А вот мне и на марше, и потом, когда нас инструктировали, трудно было заглушить тревогу, навеянную письмами из дому, — судьба матери и в бою не забывается, на то мы и сыновья. Но я посмотрел в глаза Митрофанова, этого опытного, всегда подтянутого, внешне невозмутимого чекиста, озабоченного предстоящей боевой задачей, и мне стало не по себе. Лишь одним взглядом — тревожным и пронзительным, колючим и суровым — капитан как бы потребовал от меня небывалой сосредоточенности и собранности всех чувств и мыслей во имя исполнения его воли. Что-то более важное, более значительное, чем судьба родной матери, выдвигалось передо мной при встрече со взглядом капитана Митрофанова. Это же, вероятно, чувствовали и мои товарищи по отделению, по заставе. Для понимания обстановки не требовалось особых разъяснений. Карта, азимут — и прочесывай лес по совести, прощупывай глазом каждую ветку, каждый куст, забыв о личных заботах и огорчениях.
Зрительная память возвращала меня в вагон поезда, где встречался с ехидным человеком, который прятал от меня левое ухо.
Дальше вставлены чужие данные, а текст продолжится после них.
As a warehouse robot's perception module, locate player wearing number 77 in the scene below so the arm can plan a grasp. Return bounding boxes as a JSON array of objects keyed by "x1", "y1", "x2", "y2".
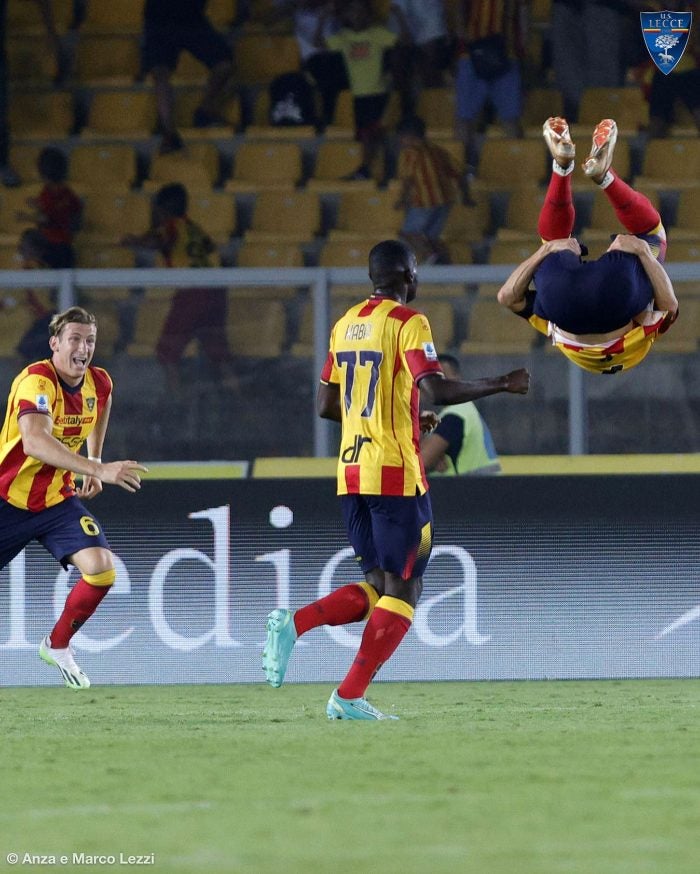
[
  {"x1": 263, "y1": 240, "x2": 530, "y2": 719},
  {"x1": 0, "y1": 307, "x2": 146, "y2": 689}
]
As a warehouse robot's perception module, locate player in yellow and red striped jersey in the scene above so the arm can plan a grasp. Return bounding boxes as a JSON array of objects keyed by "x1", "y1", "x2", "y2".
[
  {"x1": 263, "y1": 240, "x2": 530, "y2": 719},
  {"x1": 0, "y1": 307, "x2": 146, "y2": 689}
]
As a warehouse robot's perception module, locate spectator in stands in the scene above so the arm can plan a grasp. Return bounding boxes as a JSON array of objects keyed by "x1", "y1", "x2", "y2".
[
  {"x1": 420, "y1": 355, "x2": 501, "y2": 476},
  {"x1": 122, "y1": 183, "x2": 238, "y2": 393},
  {"x1": 550, "y1": 0, "x2": 636, "y2": 122},
  {"x1": 314, "y1": 0, "x2": 407, "y2": 179},
  {"x1": 270, "y1": 0, "x2": 350, "y2": 127},
  {"x1": 143, "y1": 0, "x2": 233, "y2": 154},
  {"x1": 395, "y1": 116, "x2": 472, "y2": 264},
  {"x1": 389, "y1": 0, "x2": 452, "y2": 116},
  {"x1": 455, "y1": 0, "x2": 525, "y2": 173},
  {"x1": 20, "y1": 146, "x2": 83, "y2": 270}
]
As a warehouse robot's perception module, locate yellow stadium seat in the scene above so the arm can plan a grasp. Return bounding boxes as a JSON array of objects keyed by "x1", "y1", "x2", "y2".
[
  {"x1": 459, "y1": 297, "x2": 535, "y2": 355},
  {"x1": 329, "y1": 190, "x2": 403, "y2": 240},
  {"x1": 7, "y1": 36, "x2": 57, "y2": 86},
  {"x1": 473, "y1": 138, "x2": 551, "y2": 191},
  {"x1": 670, "y1": 189, "x2": 700, "y2": 238},
  {"x1": 236, "y1": 242, "x2": 304, "y2": 268},
  {"x1": 81, "y1": 90, "x2": 156, "y2": 139},
  {"x1": 144, "y1": 142, "x2": 219, "y2": 191},
  {"x1": 306, "y1": 139, "x2": 383, "y2": 193},
  {"x1": 416, "y1": 88, "x2": 455, "y2": 137},
  {"x1": 187, "y1": 191, "x2": 236, "y2": 244},
  {"x1": 576, "y1": 85, "x2": 649, "y2": 138},
  {"x1": 75, "y1": 34, "x2": 141, "y2": 85},
  {"x1": 81, "y1": 0, "x2": 145, "y2": 34},
  {"x1": 10, "y1": 91, "x2": 75, "y2": 140},
  {"x1": 245, "y1": 191, "x2": 321, "y2": 243},
  {"x1": 635, "y1": 137, "x2": 700, "y2": 190},
  {"x1": 226, "y1": 289, "x2": 287, "y2": 358},
  {"x1": 69, "y1": 143, "x2": 137, "y2": 189},
  {"x1": 225, "y1": 142, "x2": 302, "y2": 192},
  {"x1": 6, "y1": 0, "x2": 73, "y2": 32},
  {"x1": 235, "y1": 33, "x2": 300, "y2": 85},
  {"x1": 78, "y1": 191, "x2": 151, "y2": 245}
]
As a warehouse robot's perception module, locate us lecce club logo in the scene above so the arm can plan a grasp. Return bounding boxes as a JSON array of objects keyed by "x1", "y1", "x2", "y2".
[{"x1": 639, "y1": 10, "x2": 693, "y2": 76}]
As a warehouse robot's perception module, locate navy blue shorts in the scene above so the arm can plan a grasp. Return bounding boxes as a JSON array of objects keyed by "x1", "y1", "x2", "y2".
[
  {"x1": 142, "y1": 18, "x2": 231, "y2": 73},
  {"x1": 340, "y1": 492, "x2": 433, "y2": 580},
  {"x1": 534, "y1": 252, "x2": 654, "y2": 334},
  {"x1": 0, "y1": 498, "x2": 109, "y2": 568}
]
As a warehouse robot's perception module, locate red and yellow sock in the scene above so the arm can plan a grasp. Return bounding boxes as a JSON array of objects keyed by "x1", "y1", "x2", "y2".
[
  {"x1": 338, "y1": 595, "x2": 413, "y2": 698},
  {"x1": 294, "y1": 583, "x2": 379, "y2": 636},
  {"x1": 49, "y1": 568, "x2": 117, "y2": 649}
]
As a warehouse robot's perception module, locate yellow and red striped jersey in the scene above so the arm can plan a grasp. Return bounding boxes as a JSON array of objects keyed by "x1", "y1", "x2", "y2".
[
  {"x1": 528, "y1": 310, "x2": 676, "y2": 373},
  {"x1": 0, "y1": 359, "x2": 112, "y2": 512},
  {"x1": 321, "y1": 297, "x2": 442, "y2": 496},
  {"x1": 397, "y1": 142, "x2": 459, "y2": 208}
]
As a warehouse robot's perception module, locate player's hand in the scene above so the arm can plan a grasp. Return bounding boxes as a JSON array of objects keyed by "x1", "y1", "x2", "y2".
[
  {"x1": 544, "y1": 237, "x2": 581, "y2": 257},
  {"x1": 76, "y1": 476, "x2": 102, "y2": 501},
  {"x1": 99, "y1": 461, "x2": 148, "y2": 492},
  {"x1": 418, "y1": 410, "x2": 440, "y2": 434},
  {"x1": 506, "y1": 367, "x2": 530, "y2": 395},
  {"x1": 608, "y1": 234, "x2": 651, "y2": 256}
]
Я будто вновь вглядывался в черты его смуглого лица и ждал встречи с ним здесь, в лесах и болотах.
Лазил в овраги, чащобы, заглядывал во все канавки и ямы, но пока ничего не находил, кроме брошенных немецких автоматов и гранат без запалов. Наконец Николай Москвин и я напали на свежий след одиночки. Вот уже видим его. Широкоплечий, обросший темно-русой бородой, он лениво шагает между деревьями.
Вскидываю автомат перед самым его лицом.
— Стой, руки вверх!..
Нет, это не тот, кого мне надо. Это всего лишь бывший полицай. Руки трясутся, глаза молят о пощаде. Подошел Николай Москвин.
— Откуда родом?
— Гнездо было, теперь нет там меня.
— Полицействовал где?
— Вокруг Минска. Был под Оршей, Могилевом…
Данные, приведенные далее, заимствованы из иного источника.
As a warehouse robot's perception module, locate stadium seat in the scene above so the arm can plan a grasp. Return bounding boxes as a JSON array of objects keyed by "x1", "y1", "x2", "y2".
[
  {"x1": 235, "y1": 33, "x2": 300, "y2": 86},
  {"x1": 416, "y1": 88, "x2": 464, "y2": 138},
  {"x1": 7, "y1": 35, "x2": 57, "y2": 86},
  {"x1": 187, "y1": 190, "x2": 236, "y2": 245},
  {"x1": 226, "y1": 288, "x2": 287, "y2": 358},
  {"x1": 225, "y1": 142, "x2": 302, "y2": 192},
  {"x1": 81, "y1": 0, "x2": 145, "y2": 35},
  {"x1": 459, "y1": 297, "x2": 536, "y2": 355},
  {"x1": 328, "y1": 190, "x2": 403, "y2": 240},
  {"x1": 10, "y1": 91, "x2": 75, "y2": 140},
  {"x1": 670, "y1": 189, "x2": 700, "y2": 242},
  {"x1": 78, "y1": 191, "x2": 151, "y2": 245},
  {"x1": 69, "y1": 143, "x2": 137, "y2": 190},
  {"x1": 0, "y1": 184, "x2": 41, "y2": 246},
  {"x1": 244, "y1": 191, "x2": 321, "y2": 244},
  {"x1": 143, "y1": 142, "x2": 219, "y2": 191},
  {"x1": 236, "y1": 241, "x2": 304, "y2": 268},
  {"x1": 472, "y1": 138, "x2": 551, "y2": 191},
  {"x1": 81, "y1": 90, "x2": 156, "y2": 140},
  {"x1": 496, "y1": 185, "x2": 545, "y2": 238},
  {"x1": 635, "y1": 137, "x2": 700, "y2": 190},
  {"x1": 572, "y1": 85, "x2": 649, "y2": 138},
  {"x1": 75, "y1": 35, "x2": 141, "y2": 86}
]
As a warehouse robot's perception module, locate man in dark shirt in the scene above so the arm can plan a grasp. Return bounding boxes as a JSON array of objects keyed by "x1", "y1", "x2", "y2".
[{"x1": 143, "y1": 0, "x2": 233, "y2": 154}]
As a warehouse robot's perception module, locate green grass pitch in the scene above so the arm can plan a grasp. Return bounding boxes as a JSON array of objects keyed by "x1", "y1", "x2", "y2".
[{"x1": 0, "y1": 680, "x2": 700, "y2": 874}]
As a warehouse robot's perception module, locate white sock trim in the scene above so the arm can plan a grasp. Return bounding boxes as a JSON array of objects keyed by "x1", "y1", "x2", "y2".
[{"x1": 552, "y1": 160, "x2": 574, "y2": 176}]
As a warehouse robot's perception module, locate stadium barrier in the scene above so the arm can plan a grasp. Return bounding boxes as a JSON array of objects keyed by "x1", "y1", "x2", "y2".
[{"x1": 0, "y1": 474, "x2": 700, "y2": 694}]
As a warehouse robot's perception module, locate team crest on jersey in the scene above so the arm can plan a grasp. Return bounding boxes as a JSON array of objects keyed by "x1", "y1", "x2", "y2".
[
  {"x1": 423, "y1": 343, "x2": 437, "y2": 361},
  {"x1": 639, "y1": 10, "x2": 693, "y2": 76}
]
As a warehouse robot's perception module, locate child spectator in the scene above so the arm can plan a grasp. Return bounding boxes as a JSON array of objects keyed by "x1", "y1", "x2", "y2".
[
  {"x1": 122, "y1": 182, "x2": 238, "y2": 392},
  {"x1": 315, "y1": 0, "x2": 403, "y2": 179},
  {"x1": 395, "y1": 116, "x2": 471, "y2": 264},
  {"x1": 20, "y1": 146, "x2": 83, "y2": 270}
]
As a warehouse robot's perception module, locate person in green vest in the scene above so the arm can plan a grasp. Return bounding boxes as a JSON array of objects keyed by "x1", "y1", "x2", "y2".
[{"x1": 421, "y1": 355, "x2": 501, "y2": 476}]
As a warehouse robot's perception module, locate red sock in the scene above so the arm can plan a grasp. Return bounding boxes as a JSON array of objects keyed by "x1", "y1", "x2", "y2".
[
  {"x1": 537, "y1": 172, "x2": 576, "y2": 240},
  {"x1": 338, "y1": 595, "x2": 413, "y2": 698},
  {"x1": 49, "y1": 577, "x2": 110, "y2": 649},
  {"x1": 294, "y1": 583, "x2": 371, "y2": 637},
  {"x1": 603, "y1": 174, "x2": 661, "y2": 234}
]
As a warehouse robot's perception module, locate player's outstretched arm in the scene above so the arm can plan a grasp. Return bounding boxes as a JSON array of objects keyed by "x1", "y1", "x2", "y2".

— Значит, и судить будут тебя здесь. По закону могут «вышку» дать.
Задержанный промолчал.
Сопровождая его к пункту сбора, мы услышали стон. Под елкой лежал немецкий офицер. Достаю индивидуальный пакет, передаю полицаю:
— Перевяжи.
Полицай осмотрел раненого, что-то сказал ему по-немецки, затем ответил мне:
— Не стану, офицер он.
— Почему?
— Не застрял бы я здесь: в Минске офицер вытолкнул меня за борт грузовика, чемоданы некуда было ставить.
— Перевяжи! — повторил я.
— Не буду…
Ударил я полицая. Тот сковырнулся и, не поднимаясь, молча подполз к офицеру, перевязал его, а затем без оговорки понес раненого на себе.
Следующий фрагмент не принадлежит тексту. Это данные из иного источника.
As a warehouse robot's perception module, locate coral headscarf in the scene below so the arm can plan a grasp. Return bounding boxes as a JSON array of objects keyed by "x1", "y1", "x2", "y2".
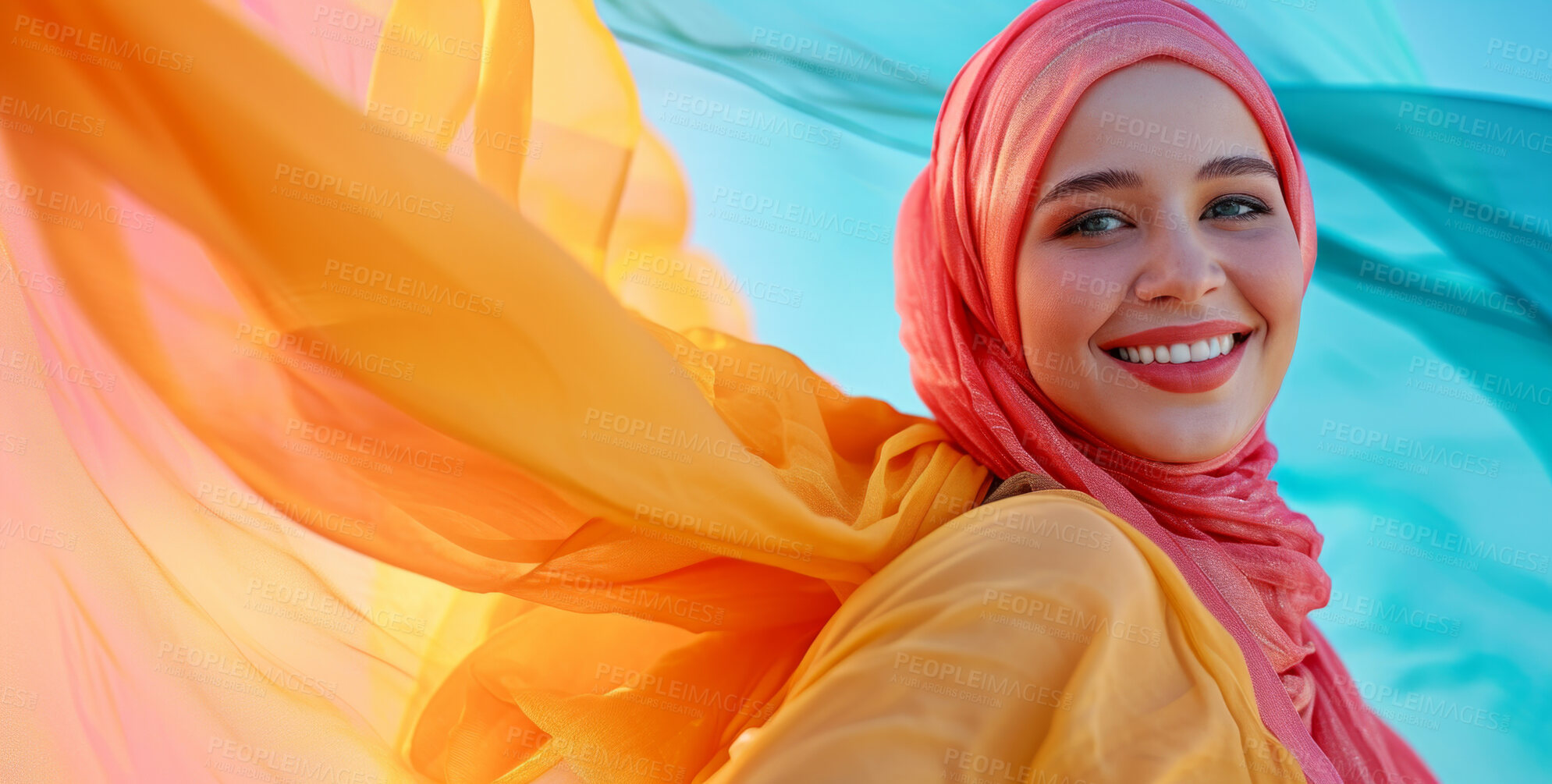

Капитан Митрофанов встретил нас с такой «добычей» не очень ласково. Его пристальный взгляд остановился на мне. Казалось, капитан уже успел заметить раздвоенность моего настроения. Думая о судьбе матери, я злился на себя за то, что погорячился дома, в Тушино, — сейчас последует решение отстранить меня от выполнения задачи. Нельзя пускать рассеянного человека на проческу леса с густым «населением» чужаков: сам попадет на нож или провалит все дело.
Митрофанов подозвал к себе лейтенанта Стадника:
— Вместе с Васильевым отправляйтесь в штаб отряда.